While we give millions of foreign nationals job opportunities that eventually help to build their own families back home, our own citizens are displaced in their own land in the name of development.
Many of these TOL developments provide generations of cohesive bonding and a community of people who have become examples of good neighbourliness over two or even three generations.
Great memories and poignant sentiments are shared in all such settlement housings.
But the authorities are short-sighted in selling off such parcels for the sake of profit and replacing such villages with so-called modernity or what is deemed as “progress and development”.
How can we continue to rob citizens of their legacy built and nurtured over decades?

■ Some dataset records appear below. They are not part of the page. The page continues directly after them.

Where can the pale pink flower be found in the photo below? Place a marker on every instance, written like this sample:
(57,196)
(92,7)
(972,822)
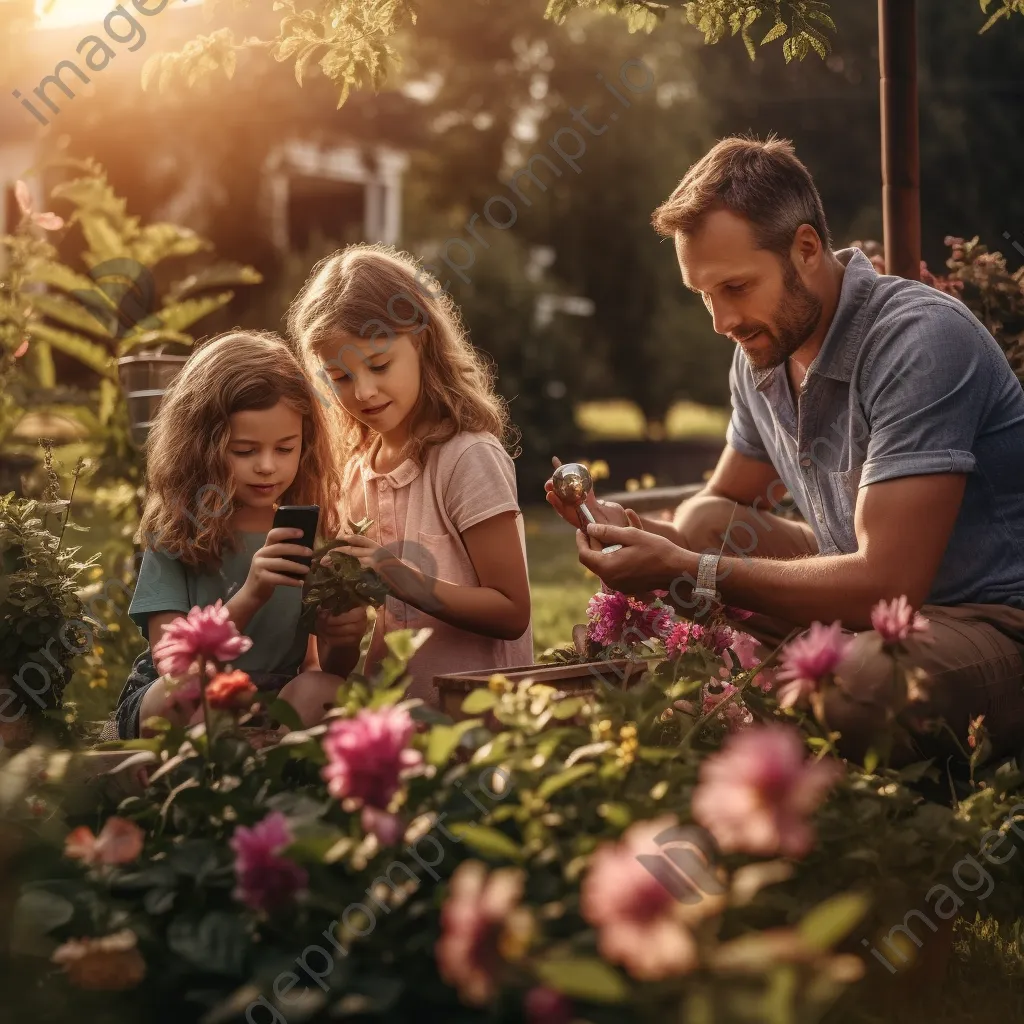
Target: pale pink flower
(809,658)
(47,221)
(203,633)
(756,795)
(119,842)
(368,754)
(895,621)
(641,924)
(482,923)
(266,881)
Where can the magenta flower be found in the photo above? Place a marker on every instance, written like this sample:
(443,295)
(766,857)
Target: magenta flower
(265,880)
(203,633)
(482,923)
(615,617)
(756,795)
(809,658)
(681,636)
(368,754)
(735,715)
(895,621)
(641,925)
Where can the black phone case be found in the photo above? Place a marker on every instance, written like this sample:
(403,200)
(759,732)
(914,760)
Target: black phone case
(304,517)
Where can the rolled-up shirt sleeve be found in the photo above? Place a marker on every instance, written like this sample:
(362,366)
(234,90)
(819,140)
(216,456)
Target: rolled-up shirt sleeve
(742,433)
(928,391)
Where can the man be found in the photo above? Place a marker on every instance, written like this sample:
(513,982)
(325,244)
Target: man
(889,414)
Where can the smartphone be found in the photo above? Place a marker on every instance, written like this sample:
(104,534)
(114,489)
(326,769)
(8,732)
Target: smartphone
(304,517)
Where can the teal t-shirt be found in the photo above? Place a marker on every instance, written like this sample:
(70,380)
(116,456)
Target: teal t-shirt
(165,584)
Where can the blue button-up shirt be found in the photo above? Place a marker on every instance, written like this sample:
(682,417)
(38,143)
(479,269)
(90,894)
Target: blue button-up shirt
(907,382)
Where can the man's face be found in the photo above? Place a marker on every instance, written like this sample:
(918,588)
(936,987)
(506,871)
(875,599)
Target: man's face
(756,298)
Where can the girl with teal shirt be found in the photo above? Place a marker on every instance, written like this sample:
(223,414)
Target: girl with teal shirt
(240,431)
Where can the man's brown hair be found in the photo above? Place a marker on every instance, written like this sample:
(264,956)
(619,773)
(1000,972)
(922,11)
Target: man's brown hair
(763,182)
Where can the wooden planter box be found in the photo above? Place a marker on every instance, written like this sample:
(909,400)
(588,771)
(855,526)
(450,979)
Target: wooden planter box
(571,680)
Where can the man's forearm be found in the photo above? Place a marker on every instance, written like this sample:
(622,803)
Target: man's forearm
(819,588)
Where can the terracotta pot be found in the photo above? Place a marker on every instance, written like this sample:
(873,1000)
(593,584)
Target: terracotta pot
(572,680)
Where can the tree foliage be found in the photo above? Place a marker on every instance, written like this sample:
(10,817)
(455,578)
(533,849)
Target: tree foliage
(352,41)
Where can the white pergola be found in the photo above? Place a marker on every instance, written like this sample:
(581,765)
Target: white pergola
(377,169)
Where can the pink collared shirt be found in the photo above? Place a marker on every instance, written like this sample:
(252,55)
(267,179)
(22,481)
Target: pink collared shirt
(419,513)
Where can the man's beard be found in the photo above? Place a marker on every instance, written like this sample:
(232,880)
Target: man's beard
(796,318)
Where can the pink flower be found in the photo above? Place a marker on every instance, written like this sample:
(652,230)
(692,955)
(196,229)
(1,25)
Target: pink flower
(119,842)
(749,652)
(545,1006)
(681,636)
(265,880)
(203,633)
(367,756)
(895,621)
(47,221)
(641,924)
(481,924)
(755,795)
(809,658)
(615,617)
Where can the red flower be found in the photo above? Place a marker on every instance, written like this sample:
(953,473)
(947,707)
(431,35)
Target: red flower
(230,691)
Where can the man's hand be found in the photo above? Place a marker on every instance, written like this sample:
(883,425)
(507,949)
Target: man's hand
(645,562)
(345,630)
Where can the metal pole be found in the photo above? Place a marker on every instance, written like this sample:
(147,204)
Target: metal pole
(900,150)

How can a responsible government let the fate of families suffer in the hands of new owners, the developers, who buy large tracts of land to embark on hugely profitable ventures?
Do we not realise that many of these resettlement areas like the Jinjang Segambut case are great examples of communities that have lived, grown up, and continue to thrive with their own history of community development? Why are we displacing such historical communities and treating them like refugees?
We must stop such modern-day land grabs in the guise of ‘development’.
New superstructures cannot build a Malaysian neighbourhood. Settlement villages ensure a continuity of the Malaysian potpourri of culture and community.
We must recognise that the two or three generations of people who have been living in their TOL homes would have invested so much in terms of their money and time and toil to call their houses homes.
Hopefully the new government will not continue the old ways of the previous monopoly regime.
Otherwise there is no ‘Malaysia Baru’, truly. Just old wine in new skins.